As a Lamington is technically just a decorated sponge cake, it can easily be made with a shop-bought cake mix, or with this devastatingly simple all-in-one sponge cake recipe:
All-In-One Sponge Cake
225g soft butter
225g caster sugar
4 large eggs
225g self-raising flour
2 teaspoons of baking powder
Mix all of the ingredients together with an electric whisk for a few minutes, and then cook in a large, lined sandwich tin (or two) until a knife comes out clean and it springs back when prodded.
Twists on the Original
Although Lamington purists would claim that the only decoration should be chocolate icing and desiccated coconut, many others would disagree. Lemon and raspberry versions of the dessert are quite popular, as are those with jam and/or cream in the middle layer of cake, in the style of a more traditional Victoria sponge. For adults, an alcoholic option can be a real treat – simply soak the day-old sponge in a fine Australian single malt whisky, and then add a splash more into melted chocolate with a little bit of milk.

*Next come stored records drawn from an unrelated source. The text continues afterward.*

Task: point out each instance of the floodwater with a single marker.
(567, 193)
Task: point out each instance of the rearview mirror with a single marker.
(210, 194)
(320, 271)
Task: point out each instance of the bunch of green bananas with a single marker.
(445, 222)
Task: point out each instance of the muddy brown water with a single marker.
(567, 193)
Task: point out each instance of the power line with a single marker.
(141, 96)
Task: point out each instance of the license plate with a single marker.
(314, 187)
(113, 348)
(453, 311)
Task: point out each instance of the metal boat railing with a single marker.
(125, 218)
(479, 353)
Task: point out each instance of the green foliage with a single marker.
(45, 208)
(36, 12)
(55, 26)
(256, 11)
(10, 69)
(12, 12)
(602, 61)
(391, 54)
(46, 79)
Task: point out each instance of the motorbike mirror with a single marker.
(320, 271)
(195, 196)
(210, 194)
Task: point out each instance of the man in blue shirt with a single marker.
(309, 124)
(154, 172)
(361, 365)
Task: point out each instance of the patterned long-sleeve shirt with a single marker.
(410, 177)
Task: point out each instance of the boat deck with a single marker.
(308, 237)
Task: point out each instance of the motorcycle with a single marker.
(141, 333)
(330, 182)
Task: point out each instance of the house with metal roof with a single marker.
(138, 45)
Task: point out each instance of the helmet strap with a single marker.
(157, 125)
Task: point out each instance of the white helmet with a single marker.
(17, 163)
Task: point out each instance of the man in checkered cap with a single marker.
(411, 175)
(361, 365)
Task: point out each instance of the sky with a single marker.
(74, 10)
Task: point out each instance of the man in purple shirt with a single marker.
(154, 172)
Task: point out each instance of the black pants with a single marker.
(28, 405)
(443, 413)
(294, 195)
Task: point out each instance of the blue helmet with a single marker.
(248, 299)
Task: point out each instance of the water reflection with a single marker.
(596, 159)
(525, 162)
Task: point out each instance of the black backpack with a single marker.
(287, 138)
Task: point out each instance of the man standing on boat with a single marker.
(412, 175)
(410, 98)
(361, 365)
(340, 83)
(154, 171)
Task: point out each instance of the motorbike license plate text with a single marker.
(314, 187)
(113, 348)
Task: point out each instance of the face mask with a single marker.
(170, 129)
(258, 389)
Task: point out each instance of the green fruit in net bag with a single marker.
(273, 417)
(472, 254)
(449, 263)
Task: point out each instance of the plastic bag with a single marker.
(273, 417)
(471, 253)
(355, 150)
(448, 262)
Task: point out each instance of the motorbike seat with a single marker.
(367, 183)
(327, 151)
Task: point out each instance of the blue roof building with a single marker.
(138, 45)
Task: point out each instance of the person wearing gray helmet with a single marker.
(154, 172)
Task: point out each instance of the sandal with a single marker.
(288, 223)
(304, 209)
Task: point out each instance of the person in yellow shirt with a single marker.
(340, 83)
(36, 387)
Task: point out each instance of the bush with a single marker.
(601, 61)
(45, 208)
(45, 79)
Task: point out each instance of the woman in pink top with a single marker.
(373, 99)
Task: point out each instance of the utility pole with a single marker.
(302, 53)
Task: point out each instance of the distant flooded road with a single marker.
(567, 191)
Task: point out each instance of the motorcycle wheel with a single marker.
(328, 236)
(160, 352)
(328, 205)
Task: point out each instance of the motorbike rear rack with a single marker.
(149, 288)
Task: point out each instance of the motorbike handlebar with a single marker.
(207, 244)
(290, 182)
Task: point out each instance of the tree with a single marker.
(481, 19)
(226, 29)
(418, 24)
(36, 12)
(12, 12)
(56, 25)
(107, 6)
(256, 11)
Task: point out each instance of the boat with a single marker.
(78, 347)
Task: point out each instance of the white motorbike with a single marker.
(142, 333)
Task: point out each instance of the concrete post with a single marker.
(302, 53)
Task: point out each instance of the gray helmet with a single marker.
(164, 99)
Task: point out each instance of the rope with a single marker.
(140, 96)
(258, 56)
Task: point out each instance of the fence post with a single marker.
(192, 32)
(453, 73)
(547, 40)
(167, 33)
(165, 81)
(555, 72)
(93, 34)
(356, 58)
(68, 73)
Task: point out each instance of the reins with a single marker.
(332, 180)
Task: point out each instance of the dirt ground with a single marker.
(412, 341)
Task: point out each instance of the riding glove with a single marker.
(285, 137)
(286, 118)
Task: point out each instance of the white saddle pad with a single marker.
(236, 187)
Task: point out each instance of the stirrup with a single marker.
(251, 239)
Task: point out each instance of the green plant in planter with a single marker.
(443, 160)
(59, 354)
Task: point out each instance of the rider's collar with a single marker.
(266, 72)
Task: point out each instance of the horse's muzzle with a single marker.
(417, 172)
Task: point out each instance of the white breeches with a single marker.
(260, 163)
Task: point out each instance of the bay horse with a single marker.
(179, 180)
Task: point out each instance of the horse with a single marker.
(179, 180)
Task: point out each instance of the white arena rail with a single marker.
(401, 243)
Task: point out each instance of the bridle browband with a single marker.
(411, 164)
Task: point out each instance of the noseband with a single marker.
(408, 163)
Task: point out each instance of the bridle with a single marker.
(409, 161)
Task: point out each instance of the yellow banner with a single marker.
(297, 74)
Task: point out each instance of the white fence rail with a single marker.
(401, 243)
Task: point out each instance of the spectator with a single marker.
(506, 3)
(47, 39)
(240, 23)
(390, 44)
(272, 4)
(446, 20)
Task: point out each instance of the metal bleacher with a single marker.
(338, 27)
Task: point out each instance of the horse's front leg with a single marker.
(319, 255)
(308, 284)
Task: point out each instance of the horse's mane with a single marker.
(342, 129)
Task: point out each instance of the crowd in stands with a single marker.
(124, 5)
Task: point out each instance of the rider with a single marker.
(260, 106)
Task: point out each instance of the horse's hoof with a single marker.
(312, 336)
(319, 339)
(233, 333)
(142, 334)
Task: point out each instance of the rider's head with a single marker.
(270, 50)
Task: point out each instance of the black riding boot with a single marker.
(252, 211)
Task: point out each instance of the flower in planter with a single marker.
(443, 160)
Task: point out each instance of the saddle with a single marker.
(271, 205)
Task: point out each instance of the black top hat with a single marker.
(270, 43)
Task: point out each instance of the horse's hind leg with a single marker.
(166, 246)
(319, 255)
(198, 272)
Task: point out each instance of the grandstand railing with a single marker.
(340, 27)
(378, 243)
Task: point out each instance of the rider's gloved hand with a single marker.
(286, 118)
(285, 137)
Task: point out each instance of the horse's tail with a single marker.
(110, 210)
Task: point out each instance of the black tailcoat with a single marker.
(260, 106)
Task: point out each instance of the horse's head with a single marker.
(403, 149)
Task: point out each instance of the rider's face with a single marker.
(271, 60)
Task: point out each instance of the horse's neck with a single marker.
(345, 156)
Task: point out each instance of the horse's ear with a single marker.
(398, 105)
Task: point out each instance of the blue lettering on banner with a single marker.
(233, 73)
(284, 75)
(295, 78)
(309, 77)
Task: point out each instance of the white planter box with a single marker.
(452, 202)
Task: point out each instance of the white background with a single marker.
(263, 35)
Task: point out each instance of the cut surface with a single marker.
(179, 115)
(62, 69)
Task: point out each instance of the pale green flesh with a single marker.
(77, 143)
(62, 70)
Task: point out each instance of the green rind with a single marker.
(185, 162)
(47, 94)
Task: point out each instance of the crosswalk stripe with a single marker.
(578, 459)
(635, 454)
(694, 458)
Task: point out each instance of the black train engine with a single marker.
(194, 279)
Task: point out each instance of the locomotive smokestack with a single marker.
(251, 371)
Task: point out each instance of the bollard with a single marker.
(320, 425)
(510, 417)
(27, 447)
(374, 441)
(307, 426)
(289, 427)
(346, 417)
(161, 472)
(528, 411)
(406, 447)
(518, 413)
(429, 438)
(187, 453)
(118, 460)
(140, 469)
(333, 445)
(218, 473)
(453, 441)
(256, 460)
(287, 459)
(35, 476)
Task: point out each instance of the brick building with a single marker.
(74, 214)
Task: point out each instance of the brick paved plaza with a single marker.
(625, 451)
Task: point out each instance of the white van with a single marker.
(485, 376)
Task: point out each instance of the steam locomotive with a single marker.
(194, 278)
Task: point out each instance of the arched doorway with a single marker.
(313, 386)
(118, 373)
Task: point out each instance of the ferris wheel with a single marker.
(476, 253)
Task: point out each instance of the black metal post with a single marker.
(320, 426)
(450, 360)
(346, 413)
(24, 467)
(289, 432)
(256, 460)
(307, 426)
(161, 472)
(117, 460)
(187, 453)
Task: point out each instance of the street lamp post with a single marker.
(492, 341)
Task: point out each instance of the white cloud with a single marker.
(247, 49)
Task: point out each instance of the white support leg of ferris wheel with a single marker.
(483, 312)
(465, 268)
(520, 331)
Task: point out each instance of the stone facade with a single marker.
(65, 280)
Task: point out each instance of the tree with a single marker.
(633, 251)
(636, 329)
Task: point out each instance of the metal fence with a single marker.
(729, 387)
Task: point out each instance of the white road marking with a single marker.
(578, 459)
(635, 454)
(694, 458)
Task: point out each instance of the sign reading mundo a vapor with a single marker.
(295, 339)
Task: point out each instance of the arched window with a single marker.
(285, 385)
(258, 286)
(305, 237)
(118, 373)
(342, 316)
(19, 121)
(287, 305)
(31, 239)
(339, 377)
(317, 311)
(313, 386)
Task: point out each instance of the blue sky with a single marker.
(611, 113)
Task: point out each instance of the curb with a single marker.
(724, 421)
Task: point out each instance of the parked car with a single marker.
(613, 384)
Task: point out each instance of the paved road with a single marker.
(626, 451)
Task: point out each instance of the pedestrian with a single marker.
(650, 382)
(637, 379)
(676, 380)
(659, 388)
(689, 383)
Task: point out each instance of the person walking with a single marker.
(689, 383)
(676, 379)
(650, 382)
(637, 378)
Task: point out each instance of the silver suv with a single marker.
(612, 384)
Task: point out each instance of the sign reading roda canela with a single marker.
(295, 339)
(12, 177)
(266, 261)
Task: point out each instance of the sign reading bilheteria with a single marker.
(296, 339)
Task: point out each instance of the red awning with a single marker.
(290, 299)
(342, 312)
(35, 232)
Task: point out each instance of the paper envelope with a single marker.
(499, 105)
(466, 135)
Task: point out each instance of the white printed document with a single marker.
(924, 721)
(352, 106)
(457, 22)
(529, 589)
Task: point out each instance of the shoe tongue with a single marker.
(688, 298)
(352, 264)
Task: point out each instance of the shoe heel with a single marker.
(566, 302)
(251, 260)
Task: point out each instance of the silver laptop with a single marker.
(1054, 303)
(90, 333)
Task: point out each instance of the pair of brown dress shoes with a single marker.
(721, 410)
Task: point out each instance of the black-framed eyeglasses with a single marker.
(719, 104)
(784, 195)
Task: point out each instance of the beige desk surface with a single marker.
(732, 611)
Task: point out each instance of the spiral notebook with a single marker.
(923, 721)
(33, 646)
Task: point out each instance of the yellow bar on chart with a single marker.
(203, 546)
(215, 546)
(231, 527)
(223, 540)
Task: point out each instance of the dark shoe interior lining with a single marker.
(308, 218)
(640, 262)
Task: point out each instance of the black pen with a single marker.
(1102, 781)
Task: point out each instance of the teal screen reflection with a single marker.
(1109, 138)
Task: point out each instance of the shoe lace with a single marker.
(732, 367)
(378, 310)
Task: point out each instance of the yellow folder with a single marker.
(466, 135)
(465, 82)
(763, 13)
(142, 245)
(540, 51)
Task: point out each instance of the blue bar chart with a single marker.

Having trouble with your sponge cake mix? Try some of these helpful tips for a light and fluffy white cake:
- Prepare everything before you start – weigh your ingredients, pre-heat the oven and grease the baking tin. Leaving your cake batter to sit causes it to lose air, and therefore be less fluffy and light.
- Leave butter to warm to room temperature – don’t be tempted to heat it in the microwave. If you’re in a hurry, margarine is also acceptable.
- Sift dry ingredients like flour and salt at least twice, preferably three times to introduce lots of air.
- Use eggs that are room temperature.
- Beat the eggs in a deep bowl rather than a wide shallow one before adding them to the sponge mix.
If you aren’t an expert in the art of Lamingtons by now, then get practicing! And remember to protect your oven with liners if your cake tins are full of batter; Lamingtons don’t taste nearly as good scraped from the bottom of the cooker.